World Superbike simply went too far in one go with the weight penalties. It would have been far better to introduce them gradually to see what the impact would be. It’s clear that in their attempt to rein in the Panigale V4 R, an incredible racebike, the rule had a disproportionate impact on one rider.
But if 13.2 pounds seems like a lot, ponder the 38-pound boat anchor that the Saddlemen squad had to bolt to their Pan America to race at The Ridge. That’s more than the weight of two regulation bowling balls. The team made sort of a small steel coffin and filled it with molten lead to bring the bike up to the new minimum weight. James Rispoli, who rides a Pan America for the KWR Racing team, said his bike had an additional 25 pounds bolted to it. “Changes? We’re in the stratosphere compared to where we were at (Road) Atlanta,” Rispoli said. “Springs, geometry, valving. The biggest impact is in the turning, the way the bike naturally turns, but it’s in acceleration, braking, everywhere.”
For the Hooligan class, the minimum weight for water-cooled machines 1000cc and below is 365 lbs, 377 lbs. for water-cooled machines over 1000cc and 350 lbs. for all air-cooled twin-cylinder bikes regardless of displacement. (The class only allows electric bikes, and gas-powered Twins and Triples.) Unless you’re riding a Pan America, which had locked out all the podium positions this year prior to The Ridge. That bike, which admittedly no one was racing at the class minimum weight, now must weigh 450 lbs. On paper, that’s a 73 pound change, or approximately the weight of a baby calf or a two-person couch!
David Echert’s Saddlemen team couldn’t get close to the Super Hooligan win at The Ridge two years ago. At their best, Cory West was second in Race Two, but more than six seconds back after seven laps. So Echert and others racing the porky adventure bike put it on a diet. For Saddlemen, that meant a carbon-fiber subframe, exhausts that were made of half-thickness materials, smaller radiator, even the powder coating was stripped from components to reduce their weight. The team got the bike down to about 412 pounds – nowhere near the class minimum weight, but an impressive 130 pounds lighter than the stocker. It was expensive, but it was effective – West won the class Championship last year.

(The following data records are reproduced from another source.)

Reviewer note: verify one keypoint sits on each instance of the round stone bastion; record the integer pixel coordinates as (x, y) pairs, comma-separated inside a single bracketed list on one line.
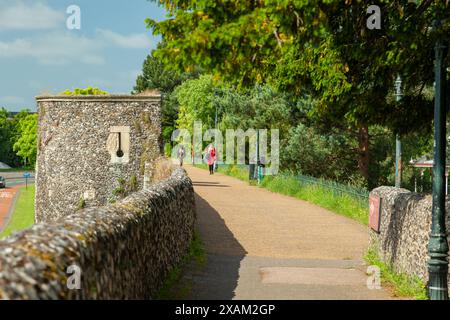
[(93, 150)]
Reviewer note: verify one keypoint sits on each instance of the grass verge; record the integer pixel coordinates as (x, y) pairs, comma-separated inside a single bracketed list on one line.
[(174, 287), (402, 285), (345, 205), (23, 214)]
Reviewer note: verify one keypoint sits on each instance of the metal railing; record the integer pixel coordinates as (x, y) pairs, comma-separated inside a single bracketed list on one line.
[(337, 189)]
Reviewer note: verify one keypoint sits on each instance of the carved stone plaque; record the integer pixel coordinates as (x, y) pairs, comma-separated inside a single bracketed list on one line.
[(374, 213)]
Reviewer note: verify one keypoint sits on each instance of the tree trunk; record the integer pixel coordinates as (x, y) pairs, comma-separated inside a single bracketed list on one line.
[(363, 161)]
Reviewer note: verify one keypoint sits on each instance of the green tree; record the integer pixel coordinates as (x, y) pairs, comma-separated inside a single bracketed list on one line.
[(26, 146), (157, 77), (323, 48)]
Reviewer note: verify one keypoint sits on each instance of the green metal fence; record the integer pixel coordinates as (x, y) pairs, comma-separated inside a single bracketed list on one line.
[(337, 189)]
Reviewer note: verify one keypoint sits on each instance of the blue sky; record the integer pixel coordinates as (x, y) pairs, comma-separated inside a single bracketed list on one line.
[(39, 54)]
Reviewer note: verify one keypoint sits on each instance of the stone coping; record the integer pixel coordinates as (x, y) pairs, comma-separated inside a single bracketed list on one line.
[(105, 98)]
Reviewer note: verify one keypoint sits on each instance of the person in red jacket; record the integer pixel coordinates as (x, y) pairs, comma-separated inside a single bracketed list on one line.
[(211, 156)]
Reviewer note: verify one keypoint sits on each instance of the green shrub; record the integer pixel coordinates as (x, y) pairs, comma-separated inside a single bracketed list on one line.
[(84, 92)]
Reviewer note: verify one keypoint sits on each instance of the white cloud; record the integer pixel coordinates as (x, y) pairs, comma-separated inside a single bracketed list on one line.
[(55, 49), (132, 41), (29, 16)]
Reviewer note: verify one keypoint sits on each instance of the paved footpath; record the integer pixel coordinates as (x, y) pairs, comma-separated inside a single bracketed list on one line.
[(263, 245)]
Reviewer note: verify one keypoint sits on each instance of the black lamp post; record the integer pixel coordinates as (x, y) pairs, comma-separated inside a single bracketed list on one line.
[(398, 142), (438, 246)]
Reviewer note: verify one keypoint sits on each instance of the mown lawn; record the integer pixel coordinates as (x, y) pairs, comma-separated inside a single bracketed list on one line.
[(23, 215)]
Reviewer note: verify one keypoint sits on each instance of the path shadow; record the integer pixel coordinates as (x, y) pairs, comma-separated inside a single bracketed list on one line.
[(210, 184), (217, 279)]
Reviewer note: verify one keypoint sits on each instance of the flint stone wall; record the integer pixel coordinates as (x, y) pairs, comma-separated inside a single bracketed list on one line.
[(77, 142), (405, 230), (125, 250)]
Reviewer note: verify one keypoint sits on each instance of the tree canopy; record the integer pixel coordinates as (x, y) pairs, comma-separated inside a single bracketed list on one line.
[(321, 47)]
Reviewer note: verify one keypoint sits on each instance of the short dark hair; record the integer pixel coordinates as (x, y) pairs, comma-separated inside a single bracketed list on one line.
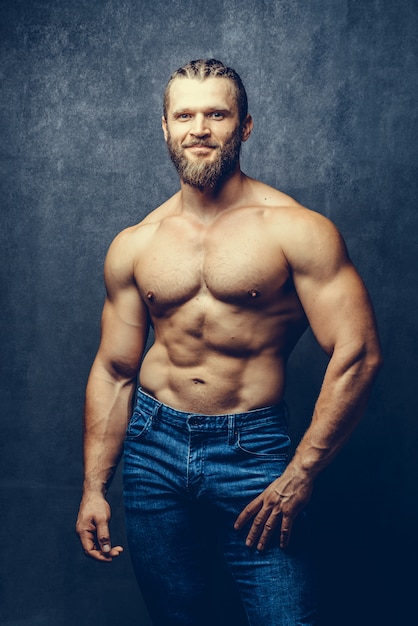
[(206, 68)]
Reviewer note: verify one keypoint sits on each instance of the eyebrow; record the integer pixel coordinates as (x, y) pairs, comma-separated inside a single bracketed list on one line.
[(212, 109)]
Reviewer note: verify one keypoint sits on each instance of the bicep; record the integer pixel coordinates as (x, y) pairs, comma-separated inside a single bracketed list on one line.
[(124, 326), (338, 309), (123, 335)]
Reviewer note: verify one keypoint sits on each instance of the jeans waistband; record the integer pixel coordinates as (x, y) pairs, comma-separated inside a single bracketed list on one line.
[(210, 422)]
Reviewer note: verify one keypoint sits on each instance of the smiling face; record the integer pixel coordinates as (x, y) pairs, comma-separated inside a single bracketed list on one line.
[(202, 130)]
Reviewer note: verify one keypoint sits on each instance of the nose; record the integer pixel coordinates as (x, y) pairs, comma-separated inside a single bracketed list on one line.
[(199, 127)]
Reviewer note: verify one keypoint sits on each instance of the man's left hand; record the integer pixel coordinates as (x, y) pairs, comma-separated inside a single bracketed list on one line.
[(277, 506)]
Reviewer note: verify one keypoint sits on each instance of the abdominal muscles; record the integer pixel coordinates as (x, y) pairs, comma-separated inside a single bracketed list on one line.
[(213, 357)]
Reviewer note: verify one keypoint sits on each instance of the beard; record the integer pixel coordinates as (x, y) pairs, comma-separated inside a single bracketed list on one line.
[(199, 173)]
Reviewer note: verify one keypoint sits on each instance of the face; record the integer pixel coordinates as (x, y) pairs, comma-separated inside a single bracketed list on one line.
[(202, 130)]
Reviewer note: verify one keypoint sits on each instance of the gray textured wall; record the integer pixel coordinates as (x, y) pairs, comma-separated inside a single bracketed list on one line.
[(333, 91)]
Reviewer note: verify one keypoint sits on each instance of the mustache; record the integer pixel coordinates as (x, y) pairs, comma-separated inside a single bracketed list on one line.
[(200, 143)]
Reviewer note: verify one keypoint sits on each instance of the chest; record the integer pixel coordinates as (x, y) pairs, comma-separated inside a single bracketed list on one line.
[(236, 262)]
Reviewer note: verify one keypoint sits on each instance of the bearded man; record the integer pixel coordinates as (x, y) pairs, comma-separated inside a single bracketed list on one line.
[(229, 272)]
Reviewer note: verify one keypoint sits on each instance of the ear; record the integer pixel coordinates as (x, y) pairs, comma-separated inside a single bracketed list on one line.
[(247, 127), (164, 127)]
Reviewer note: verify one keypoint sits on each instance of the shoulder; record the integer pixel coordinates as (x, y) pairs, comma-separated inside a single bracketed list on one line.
[(128, 247), (308, 239)]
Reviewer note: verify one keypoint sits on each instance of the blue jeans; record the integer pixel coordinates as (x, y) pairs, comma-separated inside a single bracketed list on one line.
[(186, 479)]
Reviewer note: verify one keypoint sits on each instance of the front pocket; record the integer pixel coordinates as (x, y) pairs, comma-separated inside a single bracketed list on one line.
[(266, 440), (139, 424)]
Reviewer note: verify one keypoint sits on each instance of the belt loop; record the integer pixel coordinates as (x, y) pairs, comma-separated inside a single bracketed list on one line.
[(231, 429), (156, 410)]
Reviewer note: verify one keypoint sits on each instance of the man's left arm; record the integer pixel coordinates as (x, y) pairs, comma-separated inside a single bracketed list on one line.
[(340, 314)]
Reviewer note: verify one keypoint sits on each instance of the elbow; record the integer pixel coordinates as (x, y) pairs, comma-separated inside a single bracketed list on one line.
[(373, 361)]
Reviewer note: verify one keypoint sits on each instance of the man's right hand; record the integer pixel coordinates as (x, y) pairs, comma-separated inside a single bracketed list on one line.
[(93, 529)]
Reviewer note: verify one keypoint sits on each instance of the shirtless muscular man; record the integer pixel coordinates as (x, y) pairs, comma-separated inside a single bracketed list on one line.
[(229, 272)]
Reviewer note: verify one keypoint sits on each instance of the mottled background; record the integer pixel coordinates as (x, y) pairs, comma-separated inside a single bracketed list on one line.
[(333, 90)]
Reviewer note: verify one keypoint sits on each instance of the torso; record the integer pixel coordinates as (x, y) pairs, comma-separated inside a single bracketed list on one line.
[(225, 311)]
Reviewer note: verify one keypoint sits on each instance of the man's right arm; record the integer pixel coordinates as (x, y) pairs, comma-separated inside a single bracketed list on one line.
[(109, 392)]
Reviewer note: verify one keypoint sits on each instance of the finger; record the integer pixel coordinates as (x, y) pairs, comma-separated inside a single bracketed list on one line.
[(285, 531), (248, 513), (103, 538), (93, 550), (269, 527), (257, 527)]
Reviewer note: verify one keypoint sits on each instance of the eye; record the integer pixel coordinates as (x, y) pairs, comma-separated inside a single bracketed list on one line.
[(183, 116)]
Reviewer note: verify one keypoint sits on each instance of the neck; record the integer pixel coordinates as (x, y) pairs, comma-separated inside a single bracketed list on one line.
[(208, 202)]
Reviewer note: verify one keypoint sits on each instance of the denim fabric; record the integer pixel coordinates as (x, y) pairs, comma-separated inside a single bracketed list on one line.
[(186, 479)]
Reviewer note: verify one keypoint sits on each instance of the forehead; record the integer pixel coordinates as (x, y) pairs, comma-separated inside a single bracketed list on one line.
[(212, 92)]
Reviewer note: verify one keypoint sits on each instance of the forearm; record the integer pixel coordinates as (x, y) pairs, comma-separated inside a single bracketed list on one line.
[(338, 410), (107, 411)]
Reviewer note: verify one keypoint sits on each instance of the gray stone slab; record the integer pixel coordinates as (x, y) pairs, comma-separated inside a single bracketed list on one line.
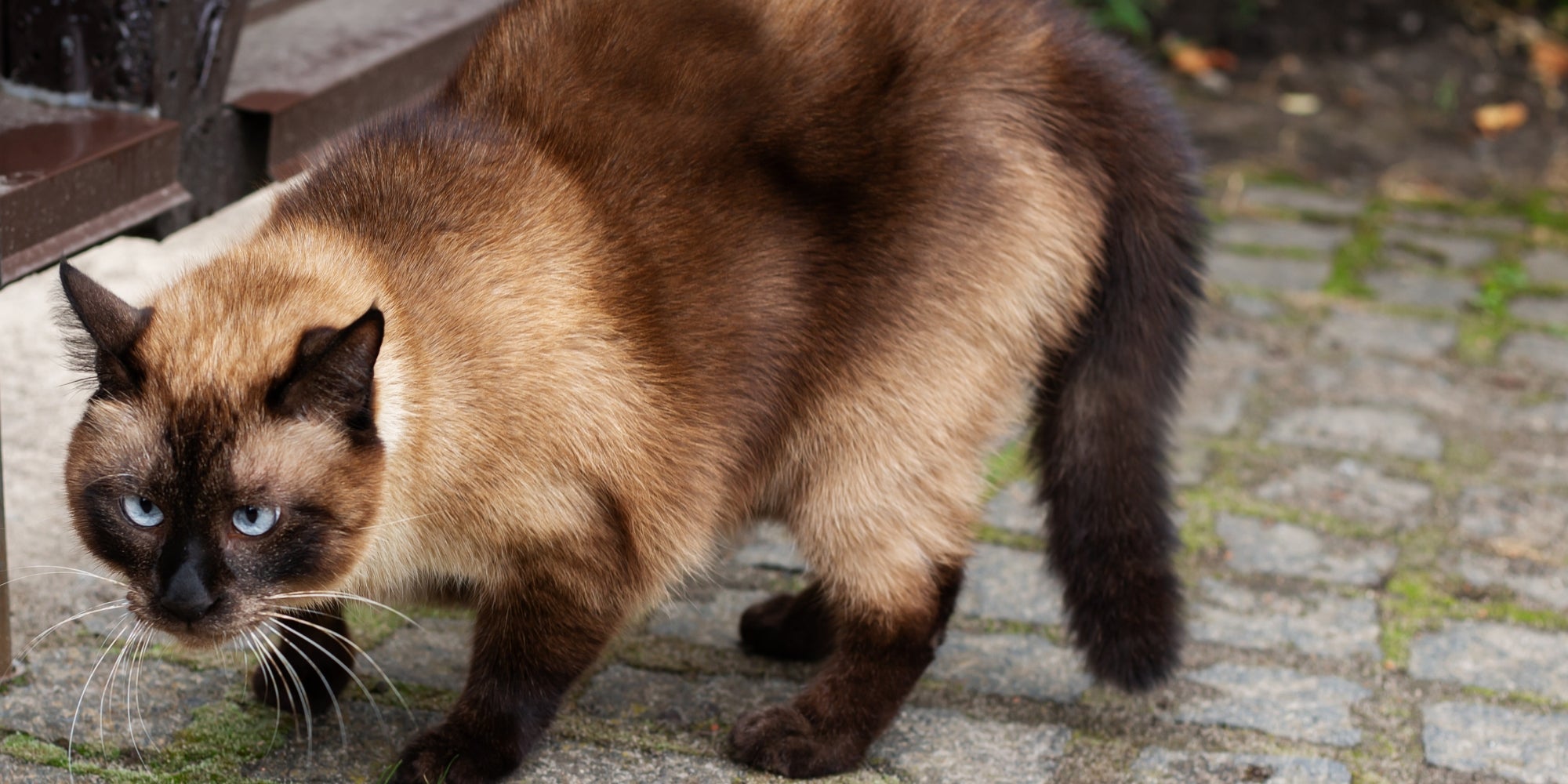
[(60, 680), (714, 622), (1418, 289), (1539, 352), (1014, 509), (570, 763), (1356, 492), (18, 772), (1517, 523), (1011, 586), (1547, 418), (1282, 234), (932, 746), (1547, 266), (1254, 307), (1160, 766), (434, 655), (1285, 275), (1257, 546), (1448, 222), (374, 739), (771, 548), (1357, 429), (1461, 253), (1011, 666), (1304, 201), (678, 703), (1277, 702), (1541, 310), (1390, 383), (1387, 335), (1494, 656), (1313, 623), (1530, 579), (1222, 374), (1497, 741)]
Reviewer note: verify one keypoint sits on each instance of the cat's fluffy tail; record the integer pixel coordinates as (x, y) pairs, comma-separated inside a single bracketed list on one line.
[(1103, 416)]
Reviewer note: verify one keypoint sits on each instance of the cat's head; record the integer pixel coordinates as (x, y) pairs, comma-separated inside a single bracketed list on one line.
[(227, 457)]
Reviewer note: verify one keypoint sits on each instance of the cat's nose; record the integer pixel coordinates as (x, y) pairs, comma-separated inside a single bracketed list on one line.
[(186, 597)]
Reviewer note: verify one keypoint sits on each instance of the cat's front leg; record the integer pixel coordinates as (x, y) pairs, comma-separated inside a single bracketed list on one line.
[(529, 647)]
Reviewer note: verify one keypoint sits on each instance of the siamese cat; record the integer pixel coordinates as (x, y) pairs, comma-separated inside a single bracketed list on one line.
[(644, 272)]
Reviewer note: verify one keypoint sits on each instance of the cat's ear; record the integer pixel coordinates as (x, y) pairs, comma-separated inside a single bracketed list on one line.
[(333, 374), (112, 330)]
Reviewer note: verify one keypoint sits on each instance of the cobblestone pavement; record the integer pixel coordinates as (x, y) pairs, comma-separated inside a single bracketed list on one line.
[(1374, 499)]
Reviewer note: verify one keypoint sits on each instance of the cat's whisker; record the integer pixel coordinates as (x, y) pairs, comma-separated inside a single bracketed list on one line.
[(71, 738), (114, 604), (299, 699), (344, 595), (57, 570), (347, 669), (361, 652), (267, 681), (327, 684)]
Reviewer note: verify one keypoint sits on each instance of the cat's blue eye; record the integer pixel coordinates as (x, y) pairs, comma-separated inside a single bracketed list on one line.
[(255, 521), (142, 512)]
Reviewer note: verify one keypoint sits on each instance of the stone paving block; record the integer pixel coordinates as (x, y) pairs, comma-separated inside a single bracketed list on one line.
[(678, 703), (570, 763), (1530, 579), (771, 548), (1498, 741), (1547, 266), (1285, 275), (1282, 234), (1495, 656), (1541, 310), (1257, 546), (1547, 418), (434, 655), (1354, 492), (1277, 702), (1222, 374), (1457, 252), (1387, 335), (1011, 586), (1517, 523), (1448, 222), (57, 680), (1313, 623), (1160, 766), (1420, 289), (1254, 307), (1305, 201), (1014, 509), (18, 772), (374, 739), (714, 622), (1011, 666), (934, 746), (1539, 352), (1357, 429), (1387, 382)]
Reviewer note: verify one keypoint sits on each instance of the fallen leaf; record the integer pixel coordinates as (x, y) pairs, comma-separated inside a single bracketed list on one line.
[(1495, 120)]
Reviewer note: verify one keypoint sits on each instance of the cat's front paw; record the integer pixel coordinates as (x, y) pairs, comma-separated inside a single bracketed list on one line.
[(449, 755), (780, 739)]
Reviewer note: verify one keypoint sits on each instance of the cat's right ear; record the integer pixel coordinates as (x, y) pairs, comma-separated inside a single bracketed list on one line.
[(112, 330)]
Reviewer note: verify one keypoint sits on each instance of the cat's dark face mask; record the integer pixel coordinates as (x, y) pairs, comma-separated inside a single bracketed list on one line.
[(222, 507)]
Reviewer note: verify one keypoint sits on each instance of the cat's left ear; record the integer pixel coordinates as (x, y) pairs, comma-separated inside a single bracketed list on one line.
[(112, 327), (333, 374)]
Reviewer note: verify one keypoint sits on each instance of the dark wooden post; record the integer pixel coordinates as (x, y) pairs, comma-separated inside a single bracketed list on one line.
[(169, 57)]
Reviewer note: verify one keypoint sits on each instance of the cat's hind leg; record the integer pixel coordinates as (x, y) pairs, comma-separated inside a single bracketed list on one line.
[(310, 664)]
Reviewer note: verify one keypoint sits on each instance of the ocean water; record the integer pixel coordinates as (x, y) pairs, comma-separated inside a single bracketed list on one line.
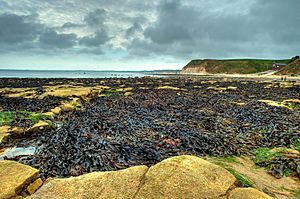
[(71, 74)]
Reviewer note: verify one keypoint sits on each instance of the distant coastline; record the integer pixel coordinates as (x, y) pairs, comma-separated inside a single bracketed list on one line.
[(21, 73)]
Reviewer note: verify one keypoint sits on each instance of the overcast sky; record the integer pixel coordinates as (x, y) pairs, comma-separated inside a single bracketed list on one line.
[(143, 35)]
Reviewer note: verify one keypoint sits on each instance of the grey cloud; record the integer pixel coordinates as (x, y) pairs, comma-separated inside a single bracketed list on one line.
[(18, 29), (171, 23), (99, 38), (135, 28), (52, 39), (96, 18), (182, 30), (71, 25)]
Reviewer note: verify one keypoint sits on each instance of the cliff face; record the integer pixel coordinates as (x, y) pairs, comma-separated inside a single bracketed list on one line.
[(292, 68), (234, 66)]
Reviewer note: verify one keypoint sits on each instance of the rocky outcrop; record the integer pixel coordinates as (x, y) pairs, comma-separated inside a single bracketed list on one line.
[(14, 178), (177, 177), (114, 184), (248, 193), (185, 177)]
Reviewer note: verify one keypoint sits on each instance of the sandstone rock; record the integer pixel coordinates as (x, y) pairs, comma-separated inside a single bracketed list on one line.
[(50, 114), (6, 131), (34, 186), (14, 177), (185, 177), (41, 125), (248, 193), (114, 184), (56, 110)]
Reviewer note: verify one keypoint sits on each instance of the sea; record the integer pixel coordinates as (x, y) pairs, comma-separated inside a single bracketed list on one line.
[(79, 74)]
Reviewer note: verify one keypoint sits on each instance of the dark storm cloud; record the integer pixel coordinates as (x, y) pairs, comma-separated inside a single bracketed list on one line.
[(96, 18), (164, 28), (18, 29), (52, 39), (182, 30), (100, 37), (25, 33), (135, 28)]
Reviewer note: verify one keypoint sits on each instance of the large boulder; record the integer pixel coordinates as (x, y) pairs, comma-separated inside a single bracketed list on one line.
[(113, 184), (248, 193), (14, 178), (185, 177), (177, 177)]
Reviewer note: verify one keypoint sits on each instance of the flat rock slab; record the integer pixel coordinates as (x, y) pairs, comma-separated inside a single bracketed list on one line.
[(113, 184), (186, 177), (248, 193), (178, 177), (14, 177)]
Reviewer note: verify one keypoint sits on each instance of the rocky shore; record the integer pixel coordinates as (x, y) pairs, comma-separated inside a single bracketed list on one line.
[(99, 128), (177, 177)]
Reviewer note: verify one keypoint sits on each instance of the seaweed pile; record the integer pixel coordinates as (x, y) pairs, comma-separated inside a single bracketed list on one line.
[(115, 132), (29, 104)]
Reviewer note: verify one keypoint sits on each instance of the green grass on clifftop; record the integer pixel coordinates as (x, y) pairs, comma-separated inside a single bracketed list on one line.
[(239, 66)]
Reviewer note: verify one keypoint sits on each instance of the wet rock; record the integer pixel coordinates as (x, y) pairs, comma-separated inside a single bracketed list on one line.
[(56, 110), (115, 184), (248, 193), (185, 177), (34, 186), (6, 131), (41, 125), (15, 177)]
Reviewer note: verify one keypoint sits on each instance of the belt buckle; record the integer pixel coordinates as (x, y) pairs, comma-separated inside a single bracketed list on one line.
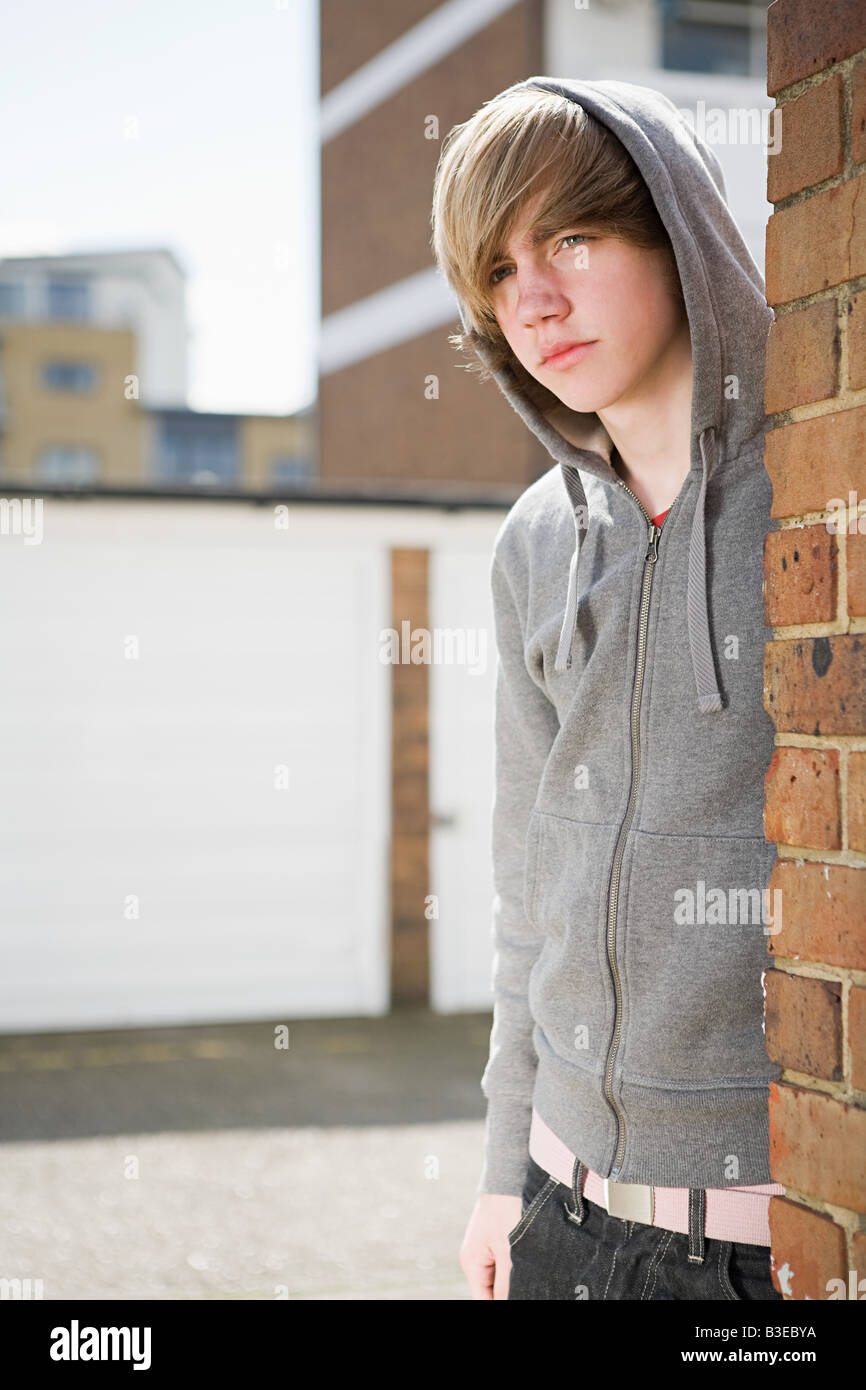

Much of that hard work has been nullified.
“No,” Echert said, when asked if the penalty seemed fair. “It would have been better if they had told us they would do this before we spent all that money to make the bikes lighter.”
Once again, better to have eased into this penalty. Increase the weight incrementally, or over a period of time. Penalizing a team for doing well doesn’t feel right. I am a fan of the sort of unofficial rule in Formula One car racing: A team that develops a technical breakthrough gets to keep it for the rest of the year, and then it’s outlawed. At least that way the team gets to benefit from its hard work and ingenuity. In my opinion, the weight changes should have been delayed until next year. That way, everyone knows what’s coming and can plan, design and build accordingly.
Racing should reward the people who put in the work to run at the front and not penalize them, regardless of results. Take away those hard-earned advantages only after careful and significant thought and reflection. That is all that I’m saying here.